Menurut laporan BlockBeats, pada 30 Januari, setelah kenaikan berturut-turut, pasar logam mulia tiba-tiba mengalami perlambatan mendadak. Emas yang sebelumnya naik ke atas 5600 dolar AS per ounce dengan cepat turun, bahkan di sesi Asia sempat terpuruk di bawah 5200 dolar AS, dengan penurunan harian melebihi 100 dolar AS; perak juga mengalami penurunan serupa. Penyesuaian kali ini terjadi bersamaan dengan aksi jual saham AS dan penguatan dolar AS dari posisi terendahnya.
Analisis dari Saxo Bank memperingatkan bahwa kenaikan cepat harga emas dan perak telah memasuki tahap berisiko tinggi, dengan kenaikan volatilitas yang mungkin memicu penyempitan likuiditas. Meskipun demikian, harga emas masih naik sekitar 20% sepanjang tahun ini, dan berpotensi mencatat kenaikan bulanan terbesar sejak tahun 1980.

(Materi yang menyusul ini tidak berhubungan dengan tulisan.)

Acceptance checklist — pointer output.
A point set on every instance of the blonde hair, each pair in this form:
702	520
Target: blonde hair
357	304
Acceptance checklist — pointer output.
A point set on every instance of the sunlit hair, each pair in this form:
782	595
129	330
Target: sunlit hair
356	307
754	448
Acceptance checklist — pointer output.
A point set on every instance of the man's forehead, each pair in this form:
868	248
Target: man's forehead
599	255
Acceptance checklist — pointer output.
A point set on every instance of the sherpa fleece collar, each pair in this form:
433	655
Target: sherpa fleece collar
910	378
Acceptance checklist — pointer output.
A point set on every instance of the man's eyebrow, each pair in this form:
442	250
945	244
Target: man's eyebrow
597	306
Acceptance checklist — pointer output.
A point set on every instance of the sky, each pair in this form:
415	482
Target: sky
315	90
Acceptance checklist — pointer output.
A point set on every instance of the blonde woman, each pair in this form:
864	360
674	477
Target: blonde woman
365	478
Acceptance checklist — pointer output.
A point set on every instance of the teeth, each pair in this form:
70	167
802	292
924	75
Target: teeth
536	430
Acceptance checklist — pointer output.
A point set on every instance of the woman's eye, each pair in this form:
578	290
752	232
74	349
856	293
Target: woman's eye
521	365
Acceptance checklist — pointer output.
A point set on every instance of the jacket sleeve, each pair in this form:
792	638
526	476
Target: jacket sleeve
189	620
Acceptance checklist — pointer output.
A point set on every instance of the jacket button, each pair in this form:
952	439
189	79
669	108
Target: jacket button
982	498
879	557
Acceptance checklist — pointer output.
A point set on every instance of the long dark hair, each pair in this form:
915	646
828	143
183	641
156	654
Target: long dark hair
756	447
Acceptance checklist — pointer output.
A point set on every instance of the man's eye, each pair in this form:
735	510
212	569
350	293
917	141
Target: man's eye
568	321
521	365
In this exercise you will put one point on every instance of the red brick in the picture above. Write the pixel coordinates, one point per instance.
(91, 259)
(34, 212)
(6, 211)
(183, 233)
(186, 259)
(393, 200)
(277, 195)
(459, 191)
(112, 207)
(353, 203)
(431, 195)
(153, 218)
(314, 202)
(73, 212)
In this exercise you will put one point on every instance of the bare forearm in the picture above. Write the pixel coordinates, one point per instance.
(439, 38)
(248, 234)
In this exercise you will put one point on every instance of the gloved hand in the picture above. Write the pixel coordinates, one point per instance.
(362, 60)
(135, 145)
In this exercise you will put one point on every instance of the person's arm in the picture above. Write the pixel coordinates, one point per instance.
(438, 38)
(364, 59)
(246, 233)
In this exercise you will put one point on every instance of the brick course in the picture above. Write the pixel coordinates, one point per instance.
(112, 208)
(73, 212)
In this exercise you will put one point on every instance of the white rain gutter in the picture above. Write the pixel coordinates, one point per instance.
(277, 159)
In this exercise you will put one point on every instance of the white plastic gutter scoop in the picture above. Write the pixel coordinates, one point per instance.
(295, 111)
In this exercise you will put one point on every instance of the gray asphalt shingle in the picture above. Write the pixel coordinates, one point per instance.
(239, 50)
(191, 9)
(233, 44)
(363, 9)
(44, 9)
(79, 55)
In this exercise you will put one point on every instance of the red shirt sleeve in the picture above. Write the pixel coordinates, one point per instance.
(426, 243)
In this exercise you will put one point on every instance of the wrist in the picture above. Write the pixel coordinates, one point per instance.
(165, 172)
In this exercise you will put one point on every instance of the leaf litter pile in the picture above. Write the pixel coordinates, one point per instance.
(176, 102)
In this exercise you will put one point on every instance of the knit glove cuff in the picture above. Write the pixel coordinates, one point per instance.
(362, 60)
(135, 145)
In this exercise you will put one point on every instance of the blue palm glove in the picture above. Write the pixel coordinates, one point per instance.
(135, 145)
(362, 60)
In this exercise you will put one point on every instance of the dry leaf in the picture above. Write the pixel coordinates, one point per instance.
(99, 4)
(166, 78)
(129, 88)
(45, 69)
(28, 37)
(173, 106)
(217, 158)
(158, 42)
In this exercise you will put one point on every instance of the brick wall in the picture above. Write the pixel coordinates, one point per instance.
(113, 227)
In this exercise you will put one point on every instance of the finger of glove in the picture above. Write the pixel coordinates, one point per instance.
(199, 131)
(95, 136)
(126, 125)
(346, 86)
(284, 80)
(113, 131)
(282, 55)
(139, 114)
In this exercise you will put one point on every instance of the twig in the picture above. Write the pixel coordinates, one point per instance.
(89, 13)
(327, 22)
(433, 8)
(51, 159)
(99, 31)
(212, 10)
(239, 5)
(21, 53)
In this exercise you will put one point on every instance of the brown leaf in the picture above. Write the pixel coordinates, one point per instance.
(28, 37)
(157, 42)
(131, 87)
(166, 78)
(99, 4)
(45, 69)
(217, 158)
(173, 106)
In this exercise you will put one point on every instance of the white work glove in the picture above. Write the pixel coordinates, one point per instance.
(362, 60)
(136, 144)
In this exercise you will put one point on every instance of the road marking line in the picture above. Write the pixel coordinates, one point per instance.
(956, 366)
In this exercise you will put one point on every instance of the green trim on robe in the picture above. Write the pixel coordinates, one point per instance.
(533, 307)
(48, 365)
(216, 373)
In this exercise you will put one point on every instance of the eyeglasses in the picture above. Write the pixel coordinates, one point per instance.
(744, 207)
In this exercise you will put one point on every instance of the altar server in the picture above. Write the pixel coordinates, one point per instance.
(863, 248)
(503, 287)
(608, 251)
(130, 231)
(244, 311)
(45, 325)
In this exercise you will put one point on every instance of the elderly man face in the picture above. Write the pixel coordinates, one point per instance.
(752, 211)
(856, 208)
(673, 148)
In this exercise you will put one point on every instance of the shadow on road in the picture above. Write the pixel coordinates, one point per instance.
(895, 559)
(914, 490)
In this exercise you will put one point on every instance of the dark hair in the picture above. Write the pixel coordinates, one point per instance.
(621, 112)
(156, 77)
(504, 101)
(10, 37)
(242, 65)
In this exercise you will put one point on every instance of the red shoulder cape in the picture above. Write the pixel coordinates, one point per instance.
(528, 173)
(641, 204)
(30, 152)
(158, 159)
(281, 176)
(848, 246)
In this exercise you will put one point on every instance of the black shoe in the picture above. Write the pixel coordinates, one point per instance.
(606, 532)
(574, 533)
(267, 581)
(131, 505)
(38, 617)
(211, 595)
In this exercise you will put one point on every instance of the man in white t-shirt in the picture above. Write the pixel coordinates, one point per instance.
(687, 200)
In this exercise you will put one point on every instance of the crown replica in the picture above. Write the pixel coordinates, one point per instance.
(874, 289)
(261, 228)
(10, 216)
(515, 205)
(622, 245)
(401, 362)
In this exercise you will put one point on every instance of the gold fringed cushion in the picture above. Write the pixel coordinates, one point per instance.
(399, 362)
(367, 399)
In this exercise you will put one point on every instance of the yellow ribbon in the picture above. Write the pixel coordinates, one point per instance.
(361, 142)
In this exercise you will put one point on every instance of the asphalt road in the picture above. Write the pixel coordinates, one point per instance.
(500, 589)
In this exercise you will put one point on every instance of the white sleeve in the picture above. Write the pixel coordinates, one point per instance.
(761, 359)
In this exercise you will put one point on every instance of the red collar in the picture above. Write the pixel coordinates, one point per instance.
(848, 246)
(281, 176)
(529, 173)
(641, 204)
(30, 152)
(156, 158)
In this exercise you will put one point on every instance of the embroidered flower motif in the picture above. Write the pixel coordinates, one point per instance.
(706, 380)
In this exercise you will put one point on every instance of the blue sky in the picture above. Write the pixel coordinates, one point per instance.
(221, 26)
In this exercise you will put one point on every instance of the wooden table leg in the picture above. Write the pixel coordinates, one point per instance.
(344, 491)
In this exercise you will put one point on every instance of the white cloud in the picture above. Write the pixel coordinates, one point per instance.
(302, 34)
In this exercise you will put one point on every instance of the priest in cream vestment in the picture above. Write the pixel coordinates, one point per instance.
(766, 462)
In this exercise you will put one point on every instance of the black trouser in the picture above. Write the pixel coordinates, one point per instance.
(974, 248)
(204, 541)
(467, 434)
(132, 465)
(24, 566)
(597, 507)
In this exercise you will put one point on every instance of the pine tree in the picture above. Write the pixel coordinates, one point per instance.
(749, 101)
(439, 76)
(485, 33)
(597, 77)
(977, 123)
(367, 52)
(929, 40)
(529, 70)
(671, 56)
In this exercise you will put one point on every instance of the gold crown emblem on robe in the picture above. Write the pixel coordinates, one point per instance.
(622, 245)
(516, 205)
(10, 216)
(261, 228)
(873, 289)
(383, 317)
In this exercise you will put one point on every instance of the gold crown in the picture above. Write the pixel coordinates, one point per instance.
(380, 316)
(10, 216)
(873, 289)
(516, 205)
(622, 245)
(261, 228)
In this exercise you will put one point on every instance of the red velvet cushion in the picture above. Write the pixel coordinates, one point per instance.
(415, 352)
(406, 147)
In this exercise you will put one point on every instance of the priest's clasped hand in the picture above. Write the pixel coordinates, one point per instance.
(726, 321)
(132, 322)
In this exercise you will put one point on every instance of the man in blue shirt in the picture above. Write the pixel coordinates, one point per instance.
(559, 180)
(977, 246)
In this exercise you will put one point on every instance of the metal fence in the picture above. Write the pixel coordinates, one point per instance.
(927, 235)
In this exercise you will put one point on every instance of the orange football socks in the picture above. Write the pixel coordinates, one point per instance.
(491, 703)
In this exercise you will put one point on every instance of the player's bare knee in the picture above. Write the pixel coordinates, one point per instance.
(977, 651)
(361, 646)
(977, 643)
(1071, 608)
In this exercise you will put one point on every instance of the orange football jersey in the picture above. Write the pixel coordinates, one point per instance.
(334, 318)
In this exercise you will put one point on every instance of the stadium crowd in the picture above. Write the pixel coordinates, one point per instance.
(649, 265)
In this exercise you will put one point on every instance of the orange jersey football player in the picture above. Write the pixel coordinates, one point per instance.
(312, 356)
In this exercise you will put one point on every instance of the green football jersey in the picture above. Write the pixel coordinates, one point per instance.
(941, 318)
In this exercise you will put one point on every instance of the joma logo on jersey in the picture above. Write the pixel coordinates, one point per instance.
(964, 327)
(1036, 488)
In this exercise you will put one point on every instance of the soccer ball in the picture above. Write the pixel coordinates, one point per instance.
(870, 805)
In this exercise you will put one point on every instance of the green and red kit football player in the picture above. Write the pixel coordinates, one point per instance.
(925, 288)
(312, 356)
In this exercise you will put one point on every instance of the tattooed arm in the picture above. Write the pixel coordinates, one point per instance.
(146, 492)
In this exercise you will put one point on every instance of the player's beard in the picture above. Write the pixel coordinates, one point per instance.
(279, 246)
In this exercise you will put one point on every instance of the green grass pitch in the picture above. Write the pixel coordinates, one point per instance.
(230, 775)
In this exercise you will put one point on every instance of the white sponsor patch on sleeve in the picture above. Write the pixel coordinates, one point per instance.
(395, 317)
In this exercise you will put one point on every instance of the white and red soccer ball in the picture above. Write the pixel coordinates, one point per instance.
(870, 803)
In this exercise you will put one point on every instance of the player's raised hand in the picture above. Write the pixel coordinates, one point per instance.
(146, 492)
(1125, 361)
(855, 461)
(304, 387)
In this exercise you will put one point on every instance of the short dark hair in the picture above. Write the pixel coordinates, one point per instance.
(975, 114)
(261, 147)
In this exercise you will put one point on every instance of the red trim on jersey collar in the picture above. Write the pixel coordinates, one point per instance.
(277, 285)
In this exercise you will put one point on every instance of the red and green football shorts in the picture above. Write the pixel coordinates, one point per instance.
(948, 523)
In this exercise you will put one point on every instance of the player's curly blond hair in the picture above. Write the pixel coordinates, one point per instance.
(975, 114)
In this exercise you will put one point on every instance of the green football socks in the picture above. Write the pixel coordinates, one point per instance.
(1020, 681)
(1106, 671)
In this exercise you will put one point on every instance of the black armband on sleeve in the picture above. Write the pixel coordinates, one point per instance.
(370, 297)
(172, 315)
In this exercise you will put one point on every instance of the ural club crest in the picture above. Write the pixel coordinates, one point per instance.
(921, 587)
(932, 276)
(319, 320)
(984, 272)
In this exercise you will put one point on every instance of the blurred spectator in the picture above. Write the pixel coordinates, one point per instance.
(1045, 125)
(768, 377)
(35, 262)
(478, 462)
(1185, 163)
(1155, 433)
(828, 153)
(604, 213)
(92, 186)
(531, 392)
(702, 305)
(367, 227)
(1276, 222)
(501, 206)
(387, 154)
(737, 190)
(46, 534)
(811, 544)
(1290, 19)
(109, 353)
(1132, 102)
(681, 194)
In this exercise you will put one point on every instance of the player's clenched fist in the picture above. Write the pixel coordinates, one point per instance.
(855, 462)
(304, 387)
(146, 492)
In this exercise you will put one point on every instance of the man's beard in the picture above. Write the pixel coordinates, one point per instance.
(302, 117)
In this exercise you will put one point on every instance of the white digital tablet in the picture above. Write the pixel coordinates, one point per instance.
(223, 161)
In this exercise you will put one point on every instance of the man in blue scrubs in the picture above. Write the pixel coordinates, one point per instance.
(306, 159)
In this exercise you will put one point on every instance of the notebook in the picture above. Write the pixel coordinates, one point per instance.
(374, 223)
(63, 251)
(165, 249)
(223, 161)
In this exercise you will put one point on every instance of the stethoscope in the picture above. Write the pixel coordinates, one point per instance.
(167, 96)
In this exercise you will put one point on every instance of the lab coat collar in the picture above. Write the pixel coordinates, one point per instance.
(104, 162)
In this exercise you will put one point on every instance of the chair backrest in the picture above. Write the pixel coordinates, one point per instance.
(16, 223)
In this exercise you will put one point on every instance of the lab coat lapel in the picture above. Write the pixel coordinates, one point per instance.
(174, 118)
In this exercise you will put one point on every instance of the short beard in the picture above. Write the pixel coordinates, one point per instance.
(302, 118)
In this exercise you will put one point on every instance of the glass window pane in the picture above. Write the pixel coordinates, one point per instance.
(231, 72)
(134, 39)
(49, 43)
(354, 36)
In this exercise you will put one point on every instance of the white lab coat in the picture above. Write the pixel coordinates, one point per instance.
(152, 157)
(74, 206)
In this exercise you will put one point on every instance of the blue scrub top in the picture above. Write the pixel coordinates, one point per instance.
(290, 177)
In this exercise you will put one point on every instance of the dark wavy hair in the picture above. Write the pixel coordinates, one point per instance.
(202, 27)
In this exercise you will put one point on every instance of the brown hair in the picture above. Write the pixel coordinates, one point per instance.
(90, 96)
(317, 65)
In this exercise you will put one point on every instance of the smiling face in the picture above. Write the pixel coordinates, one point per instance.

Sebelum koreksi pada hari Kamis, harga perak pernah melampaui 120 dolar AS per ons. Setelah rebound yang mengesankan pada 2025, logam mulia ini telah naik sekitar 50% sejak awal tahun. Awal bulan ini, analis dari JPMorgan mengatakan, "Meskipun harga perak telah jauh melampaui rata-rata prediksi kami, hampir mustahil untuk 'menangkap puncak' ketika momentum harga menunjukkan pola hampir parabolik."